Like this matsuri (traditional festival), many matsuris are held in many local areas of Japan around this time of the year.
A tower is set at the center of open space and people wearing yukata (Japanese summer kimono) enjoy dancing around the tower.

In this Kitsune-matsuri, or Fox festival, various types of dancing are played by various groups living in the local area.

And at the very last of the festival, children made up as fox show the audience their fox dance. They are so lovely!

Even a boy of two or three yeas old was among them. Perhaps he had no idea about what he was doing there.

People working in urban areas go back their parents’ home in their summer vacations to see each other after a long interval, showing their kids to their parents.
I have no relatives here in Oita, but came here just to enjoy the traditional festival. But it made me feel very relieved to see people meeting with their families in their hometown. I’ve gotta find a chance to get back to see my parents someday.
by nn_77 | 2007-08-18 08:49 | Travel

Little Kyoto – part 2 -

We visited Rurikouji temple in Yamaguchi pref. today. Rurikoji temple is one of the Soto Zen training temples.
The five-story pagoda reminded me of the similar tower in Kofukuji temple in Nara pref, which I visited the other day.

But this one in Rurikoji temple around this time of the year is very beautiful with wonderful beauty of greenery in the background.
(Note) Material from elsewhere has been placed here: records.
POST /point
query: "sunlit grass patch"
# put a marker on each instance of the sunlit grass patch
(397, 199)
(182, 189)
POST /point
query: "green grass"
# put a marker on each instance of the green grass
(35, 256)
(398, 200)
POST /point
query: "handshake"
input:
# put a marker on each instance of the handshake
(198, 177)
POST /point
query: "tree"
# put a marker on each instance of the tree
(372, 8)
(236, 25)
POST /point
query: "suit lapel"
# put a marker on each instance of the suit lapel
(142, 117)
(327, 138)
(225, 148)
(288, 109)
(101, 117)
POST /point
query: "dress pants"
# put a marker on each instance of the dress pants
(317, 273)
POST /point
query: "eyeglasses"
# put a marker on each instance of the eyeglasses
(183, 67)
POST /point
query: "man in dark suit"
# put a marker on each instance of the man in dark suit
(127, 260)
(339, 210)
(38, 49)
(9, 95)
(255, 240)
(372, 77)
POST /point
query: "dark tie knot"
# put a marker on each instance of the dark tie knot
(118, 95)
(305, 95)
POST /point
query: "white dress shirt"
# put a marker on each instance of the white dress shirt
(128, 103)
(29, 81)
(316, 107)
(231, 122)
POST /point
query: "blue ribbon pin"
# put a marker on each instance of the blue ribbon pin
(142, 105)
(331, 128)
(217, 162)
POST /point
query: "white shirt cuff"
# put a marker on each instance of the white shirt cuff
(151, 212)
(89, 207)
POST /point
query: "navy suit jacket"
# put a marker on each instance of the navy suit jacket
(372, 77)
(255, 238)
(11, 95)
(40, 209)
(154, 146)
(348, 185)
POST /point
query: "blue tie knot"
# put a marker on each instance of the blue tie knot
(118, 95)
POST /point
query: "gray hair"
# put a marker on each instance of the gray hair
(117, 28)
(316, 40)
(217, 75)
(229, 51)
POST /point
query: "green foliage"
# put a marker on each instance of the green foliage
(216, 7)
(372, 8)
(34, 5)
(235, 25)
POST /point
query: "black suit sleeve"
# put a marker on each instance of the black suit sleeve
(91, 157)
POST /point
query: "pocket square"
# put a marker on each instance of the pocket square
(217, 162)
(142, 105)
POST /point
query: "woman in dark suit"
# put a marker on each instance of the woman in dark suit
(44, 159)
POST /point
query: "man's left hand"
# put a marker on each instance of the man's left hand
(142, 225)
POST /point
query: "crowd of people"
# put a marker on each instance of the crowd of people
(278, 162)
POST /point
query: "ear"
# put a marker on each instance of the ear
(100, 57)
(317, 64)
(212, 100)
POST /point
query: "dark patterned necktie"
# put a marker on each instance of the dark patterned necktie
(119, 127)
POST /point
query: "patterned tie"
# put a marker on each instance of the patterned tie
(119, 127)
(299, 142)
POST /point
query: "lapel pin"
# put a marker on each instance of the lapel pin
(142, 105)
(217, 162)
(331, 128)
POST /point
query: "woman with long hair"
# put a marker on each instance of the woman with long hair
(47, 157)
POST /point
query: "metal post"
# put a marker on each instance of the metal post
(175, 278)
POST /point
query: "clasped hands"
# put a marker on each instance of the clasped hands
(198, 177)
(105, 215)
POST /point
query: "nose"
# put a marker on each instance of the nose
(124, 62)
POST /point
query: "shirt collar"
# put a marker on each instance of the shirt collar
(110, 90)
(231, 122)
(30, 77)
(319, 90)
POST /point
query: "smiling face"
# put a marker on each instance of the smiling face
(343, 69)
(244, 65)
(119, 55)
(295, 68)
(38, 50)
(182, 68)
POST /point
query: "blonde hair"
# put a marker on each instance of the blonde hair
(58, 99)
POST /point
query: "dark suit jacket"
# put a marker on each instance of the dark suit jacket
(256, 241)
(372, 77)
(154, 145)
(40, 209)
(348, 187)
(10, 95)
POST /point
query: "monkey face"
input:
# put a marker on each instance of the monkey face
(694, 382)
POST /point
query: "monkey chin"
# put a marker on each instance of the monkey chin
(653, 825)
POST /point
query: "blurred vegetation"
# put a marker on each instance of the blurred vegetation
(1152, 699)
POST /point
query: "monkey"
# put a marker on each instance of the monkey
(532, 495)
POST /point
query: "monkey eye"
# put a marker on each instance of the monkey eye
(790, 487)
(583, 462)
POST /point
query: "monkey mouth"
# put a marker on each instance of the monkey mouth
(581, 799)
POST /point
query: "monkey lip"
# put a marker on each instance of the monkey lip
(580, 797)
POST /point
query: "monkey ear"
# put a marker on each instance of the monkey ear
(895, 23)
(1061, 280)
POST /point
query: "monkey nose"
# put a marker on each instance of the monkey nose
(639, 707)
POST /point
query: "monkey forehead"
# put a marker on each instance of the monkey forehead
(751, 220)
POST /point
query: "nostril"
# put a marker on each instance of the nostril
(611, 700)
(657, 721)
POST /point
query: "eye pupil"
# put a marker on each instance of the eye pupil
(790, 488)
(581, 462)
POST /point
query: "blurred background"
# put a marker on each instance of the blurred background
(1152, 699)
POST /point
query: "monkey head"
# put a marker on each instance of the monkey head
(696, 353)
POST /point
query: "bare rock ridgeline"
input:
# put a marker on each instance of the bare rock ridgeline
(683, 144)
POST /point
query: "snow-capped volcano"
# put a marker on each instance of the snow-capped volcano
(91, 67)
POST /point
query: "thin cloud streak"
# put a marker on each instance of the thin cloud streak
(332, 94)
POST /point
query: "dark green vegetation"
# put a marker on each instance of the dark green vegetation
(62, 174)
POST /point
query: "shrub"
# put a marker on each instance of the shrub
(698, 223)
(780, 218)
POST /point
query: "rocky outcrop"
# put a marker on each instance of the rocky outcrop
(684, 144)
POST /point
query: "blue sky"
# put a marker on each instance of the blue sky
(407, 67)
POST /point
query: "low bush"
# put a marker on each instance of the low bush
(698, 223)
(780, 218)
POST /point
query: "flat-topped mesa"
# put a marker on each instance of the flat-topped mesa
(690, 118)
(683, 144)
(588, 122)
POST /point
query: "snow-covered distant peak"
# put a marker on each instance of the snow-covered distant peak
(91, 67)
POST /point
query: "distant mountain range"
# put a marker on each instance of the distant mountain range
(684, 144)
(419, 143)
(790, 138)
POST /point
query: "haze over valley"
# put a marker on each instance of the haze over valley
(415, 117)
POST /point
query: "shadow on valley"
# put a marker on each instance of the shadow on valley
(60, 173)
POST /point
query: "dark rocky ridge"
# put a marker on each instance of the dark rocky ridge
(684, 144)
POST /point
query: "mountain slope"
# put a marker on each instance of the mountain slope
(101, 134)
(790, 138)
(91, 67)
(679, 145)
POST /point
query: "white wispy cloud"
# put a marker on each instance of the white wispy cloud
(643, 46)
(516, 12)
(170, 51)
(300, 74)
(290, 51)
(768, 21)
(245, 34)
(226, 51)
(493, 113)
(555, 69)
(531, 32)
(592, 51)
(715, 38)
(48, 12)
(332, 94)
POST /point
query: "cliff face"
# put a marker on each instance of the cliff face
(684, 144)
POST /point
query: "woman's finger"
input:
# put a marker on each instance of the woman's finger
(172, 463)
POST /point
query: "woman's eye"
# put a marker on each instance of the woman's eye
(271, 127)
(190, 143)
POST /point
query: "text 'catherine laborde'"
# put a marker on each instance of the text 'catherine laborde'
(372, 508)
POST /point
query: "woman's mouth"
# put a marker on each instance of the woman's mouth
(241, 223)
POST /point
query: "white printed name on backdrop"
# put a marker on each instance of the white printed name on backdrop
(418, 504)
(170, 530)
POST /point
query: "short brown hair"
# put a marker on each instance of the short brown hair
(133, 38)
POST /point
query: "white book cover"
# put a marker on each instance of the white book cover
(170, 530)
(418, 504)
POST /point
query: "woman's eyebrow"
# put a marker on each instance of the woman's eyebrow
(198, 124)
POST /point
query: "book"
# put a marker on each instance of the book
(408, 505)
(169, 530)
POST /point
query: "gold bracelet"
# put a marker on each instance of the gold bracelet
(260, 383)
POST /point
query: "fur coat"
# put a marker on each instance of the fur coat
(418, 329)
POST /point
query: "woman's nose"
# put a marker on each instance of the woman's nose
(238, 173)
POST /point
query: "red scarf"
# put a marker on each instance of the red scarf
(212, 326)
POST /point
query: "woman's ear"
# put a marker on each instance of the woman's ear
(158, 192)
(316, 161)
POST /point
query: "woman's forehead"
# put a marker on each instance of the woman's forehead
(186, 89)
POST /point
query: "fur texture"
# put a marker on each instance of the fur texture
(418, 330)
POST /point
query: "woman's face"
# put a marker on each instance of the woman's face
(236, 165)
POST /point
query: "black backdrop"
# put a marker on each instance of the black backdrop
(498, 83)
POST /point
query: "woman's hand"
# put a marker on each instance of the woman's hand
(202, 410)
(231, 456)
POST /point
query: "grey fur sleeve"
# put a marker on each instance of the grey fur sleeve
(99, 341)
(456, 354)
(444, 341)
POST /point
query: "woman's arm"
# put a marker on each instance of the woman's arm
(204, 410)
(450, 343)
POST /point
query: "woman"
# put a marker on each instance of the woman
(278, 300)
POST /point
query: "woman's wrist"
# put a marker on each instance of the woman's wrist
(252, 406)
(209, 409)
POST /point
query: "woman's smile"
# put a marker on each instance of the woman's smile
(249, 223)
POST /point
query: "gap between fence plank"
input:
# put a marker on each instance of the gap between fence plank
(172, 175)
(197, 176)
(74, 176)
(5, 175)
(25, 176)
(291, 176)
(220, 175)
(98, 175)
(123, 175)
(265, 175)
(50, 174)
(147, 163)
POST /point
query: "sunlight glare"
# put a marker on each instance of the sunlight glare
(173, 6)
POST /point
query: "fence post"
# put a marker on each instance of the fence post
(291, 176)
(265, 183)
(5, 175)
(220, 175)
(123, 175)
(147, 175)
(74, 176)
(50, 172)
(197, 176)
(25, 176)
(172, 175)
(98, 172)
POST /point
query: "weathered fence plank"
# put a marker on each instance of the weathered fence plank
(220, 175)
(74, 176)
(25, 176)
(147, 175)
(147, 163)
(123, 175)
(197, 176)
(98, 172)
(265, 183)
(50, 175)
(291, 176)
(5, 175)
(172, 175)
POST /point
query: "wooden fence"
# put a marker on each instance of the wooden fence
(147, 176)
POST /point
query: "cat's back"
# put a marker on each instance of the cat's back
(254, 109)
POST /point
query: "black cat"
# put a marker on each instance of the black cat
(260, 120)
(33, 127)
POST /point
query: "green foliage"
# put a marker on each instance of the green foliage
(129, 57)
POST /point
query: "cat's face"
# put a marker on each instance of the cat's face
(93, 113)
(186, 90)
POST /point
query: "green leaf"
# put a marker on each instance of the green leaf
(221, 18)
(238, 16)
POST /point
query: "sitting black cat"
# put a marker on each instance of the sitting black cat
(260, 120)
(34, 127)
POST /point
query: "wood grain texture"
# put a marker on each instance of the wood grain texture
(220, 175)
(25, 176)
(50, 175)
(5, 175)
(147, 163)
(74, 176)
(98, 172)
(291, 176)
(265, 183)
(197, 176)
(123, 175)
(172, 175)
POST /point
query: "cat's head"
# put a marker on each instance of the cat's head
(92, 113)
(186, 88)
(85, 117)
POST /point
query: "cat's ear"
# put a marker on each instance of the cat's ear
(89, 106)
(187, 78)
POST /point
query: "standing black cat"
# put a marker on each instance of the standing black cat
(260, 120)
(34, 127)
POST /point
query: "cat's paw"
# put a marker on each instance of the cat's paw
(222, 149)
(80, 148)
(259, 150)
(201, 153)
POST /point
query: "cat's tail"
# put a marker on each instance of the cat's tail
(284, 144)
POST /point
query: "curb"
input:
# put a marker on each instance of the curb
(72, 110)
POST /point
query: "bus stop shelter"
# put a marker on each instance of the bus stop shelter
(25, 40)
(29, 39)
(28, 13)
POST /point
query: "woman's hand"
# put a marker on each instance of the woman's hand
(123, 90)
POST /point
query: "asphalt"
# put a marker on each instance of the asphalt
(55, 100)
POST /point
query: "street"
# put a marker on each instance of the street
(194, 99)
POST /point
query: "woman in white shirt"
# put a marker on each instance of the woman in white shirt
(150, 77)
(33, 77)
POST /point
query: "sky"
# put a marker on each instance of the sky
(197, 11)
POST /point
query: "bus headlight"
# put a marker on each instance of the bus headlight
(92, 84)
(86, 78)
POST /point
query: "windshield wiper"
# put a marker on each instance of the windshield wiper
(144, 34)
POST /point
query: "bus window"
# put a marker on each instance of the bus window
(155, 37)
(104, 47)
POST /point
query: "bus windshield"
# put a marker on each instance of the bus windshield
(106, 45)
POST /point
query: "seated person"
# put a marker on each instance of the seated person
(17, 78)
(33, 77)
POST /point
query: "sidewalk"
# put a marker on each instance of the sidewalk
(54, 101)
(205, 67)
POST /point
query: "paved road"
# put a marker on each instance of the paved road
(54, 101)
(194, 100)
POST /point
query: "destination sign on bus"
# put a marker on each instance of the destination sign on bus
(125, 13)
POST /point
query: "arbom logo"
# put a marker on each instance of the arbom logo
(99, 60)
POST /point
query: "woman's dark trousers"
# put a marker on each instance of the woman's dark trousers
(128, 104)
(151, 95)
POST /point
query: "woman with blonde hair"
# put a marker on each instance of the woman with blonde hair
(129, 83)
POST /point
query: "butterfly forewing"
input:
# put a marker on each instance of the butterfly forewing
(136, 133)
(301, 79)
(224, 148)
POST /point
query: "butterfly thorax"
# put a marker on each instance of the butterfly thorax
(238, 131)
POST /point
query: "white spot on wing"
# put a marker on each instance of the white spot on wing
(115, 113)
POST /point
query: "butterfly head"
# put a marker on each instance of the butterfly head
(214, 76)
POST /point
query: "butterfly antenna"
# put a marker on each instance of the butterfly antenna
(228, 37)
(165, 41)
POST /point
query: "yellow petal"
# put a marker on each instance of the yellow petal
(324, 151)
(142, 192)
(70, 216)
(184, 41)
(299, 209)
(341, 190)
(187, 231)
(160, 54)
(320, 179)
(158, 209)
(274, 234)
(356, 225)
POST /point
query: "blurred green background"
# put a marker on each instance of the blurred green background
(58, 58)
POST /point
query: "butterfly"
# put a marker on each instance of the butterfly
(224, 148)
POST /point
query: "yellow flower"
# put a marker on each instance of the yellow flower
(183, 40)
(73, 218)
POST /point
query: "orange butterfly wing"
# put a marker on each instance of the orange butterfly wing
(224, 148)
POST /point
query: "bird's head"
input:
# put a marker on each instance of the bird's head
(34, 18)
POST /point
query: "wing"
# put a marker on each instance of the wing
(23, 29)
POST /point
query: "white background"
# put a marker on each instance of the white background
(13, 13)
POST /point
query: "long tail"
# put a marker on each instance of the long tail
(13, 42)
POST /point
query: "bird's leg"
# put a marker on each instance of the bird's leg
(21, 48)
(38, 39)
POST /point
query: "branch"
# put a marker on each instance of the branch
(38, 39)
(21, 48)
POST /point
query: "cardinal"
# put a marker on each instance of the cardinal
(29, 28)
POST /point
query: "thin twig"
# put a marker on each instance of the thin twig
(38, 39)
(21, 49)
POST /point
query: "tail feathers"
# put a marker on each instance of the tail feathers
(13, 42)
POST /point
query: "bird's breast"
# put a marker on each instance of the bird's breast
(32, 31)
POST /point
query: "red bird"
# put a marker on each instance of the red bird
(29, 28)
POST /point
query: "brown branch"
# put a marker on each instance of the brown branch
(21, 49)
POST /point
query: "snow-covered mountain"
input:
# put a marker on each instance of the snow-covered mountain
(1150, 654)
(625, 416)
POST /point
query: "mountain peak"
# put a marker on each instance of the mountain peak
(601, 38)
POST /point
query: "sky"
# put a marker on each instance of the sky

As well as the five-story pagoda of Kofukuji temple, the one here in Rurikouji temple is also designated as national treasure.
Finding such Japanese traditional architecture here and there, you can find the elegance of the Little Kyoto in Yamaguchi pref.

There still remain a lot of wonderful spots that I’ve never visited before. I hope I’ll have more chances to visit those places in future, so that I can explain how wonderful those places are in English here on my blog, sharing the beauty of Japan with people in foreign countries.
by nn_77 | 2007-08-15 18:38 | Travel

Visiting Little Kyoto

This day we visited Tsuwano town in Yamaguchi prefecture.
Tsuwano was once prospered as a castle town in Edo period.
Up on the hill you can find the relic of the castle stonewalls.

The old traditional feature of the streets still remain today with its culture, and so the town is often called “little Kyoto.”

Tsuwano-gawa River runs through the town and the view with greenery of hills and willows gave me a kind of nostalgic feeling.

Multi-colored carps swims in the Tsuano-gawa River and in the side ditches in the town, which attracts tourists. This is possible because the water running here is so clean.

Fifteen minutes walk from the center of the town took us to the old house where Ogai Mori used to live.

He was born here in Tsuwano and later became a famous doctor and also one of the greatest influences on the Japanese literature. One of his most famous works is titled 舞姫, or The Dancing Girl.

This is the very first time for me to visit Tsuwano.
Just half a day trip was enough to make me understand why people call this town “little Kyoto.” --- here you can find what our Japanese ancestors used to love back in those days, most of which are now hardly seen in our modernized daily life.